The TeleCampus curriculum is also designed to be more "real world," she says. For instance, professor Paul Resta at UT Austin is designing MEd online courses that create a virtual school district, complete with records, a student database, and employees; it's called "Mustang ISD." Resta's students take this school district and design ways to integrate technology into the system -- computer systems, teleconferencing, whatever they can dream up to bring the district into the information age quickly and within budget. "The students will then take the virtual world results out to their real world school districts where they will be used," says Rees.
Such practical applications to what can be very theorized traditional learning at the university sets the TeleCampus apart from its land-locked peers in education. In some cases, this new mode of "real skills" training over traditional theory is an unwelcome change among professors. The replacement of the "sage on stage" may be why UT Austin went along with participating in the MEd program but refused to be involved with the MBA Online program with the other seven campuses.
"Some professors -- and I'm not naming names -- ask me if we are trying to keep students out of the classroom," Rees intimates. "They feel threatened by us, but the TeleCampus is not here to replace the on-site university. Absolutely not. In fact, we're trying to keep campuses from becoming obsolete."
Back at ACC, Tina Buck addresses the issue of practical uses for education and evolving teaching methods. She is not only Quezada's English teacher, but she is also an instructional development specialist who trains other teachers how to incorporate tech in their classes. "Heretofore, there was a body of knowledge students were supposed to gain with a four-year degree, but there's too much to know now," she says. "You don't have a finite body of knowledge to impart, so teaching today moves into the concept of a lifelong learning process. Internet students should learn how to direct their own learning out there -- whether it's golf or Chihuahuas -- we need the tools to get that information.
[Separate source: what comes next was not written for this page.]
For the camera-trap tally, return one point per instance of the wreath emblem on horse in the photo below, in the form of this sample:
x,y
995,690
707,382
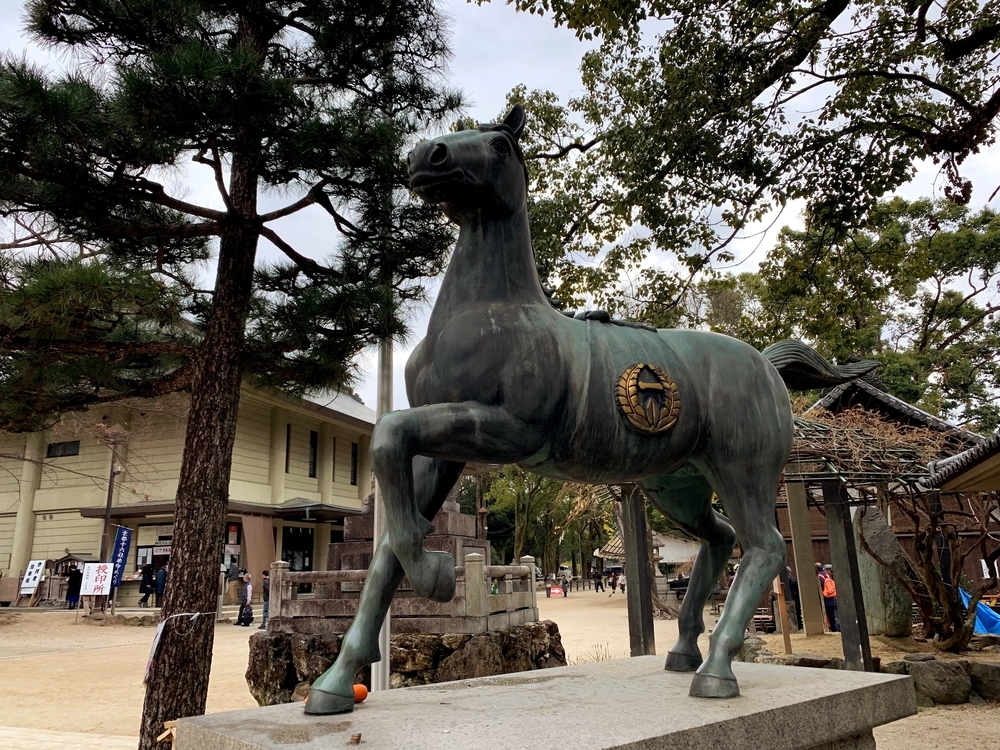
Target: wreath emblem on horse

"My rap is -- just like you don't want to stand up in front of a classroom and read from a textbook, you don't want to just put information on the computer screen; you need to make it interesting. Teachers who lecture or have handouts -- all of that is one-dimensional. Online text is not the best for reading, so you need to come up with an iconography. Use colors, graphics, pictures, interactive features, and chunk information visually so you don't have to read 10 pages of text to get them to understand."
Do we have to go the way of Granta or The New Yorker -- trading readability for marketability and efficiency? In a way, Buck is saying we do. At least at ACC, where many of the students are continuing their education as adults with full-time work and kids. Buck is easily consoled on this point, however. "My tradeoff," she explains, "is that I used to assign Henry James stories, and people would take an F rather than read them. I think it's a shame because I'm book-oriented. But we don't wait on the docks for Dickens' next installment anymore either.
"By the way, that's not necessarily a good thing. ... Sometimes I think we have to memorize old books and walk out in the woods -- sort of a [Vonnegut] Fahrenheit 451 thing -- because no one is going to remember these things if we don't. But we have found a way to deal with what students need to know now. They need to know less about more; it's a 24-hour world out there. We are going to keep up."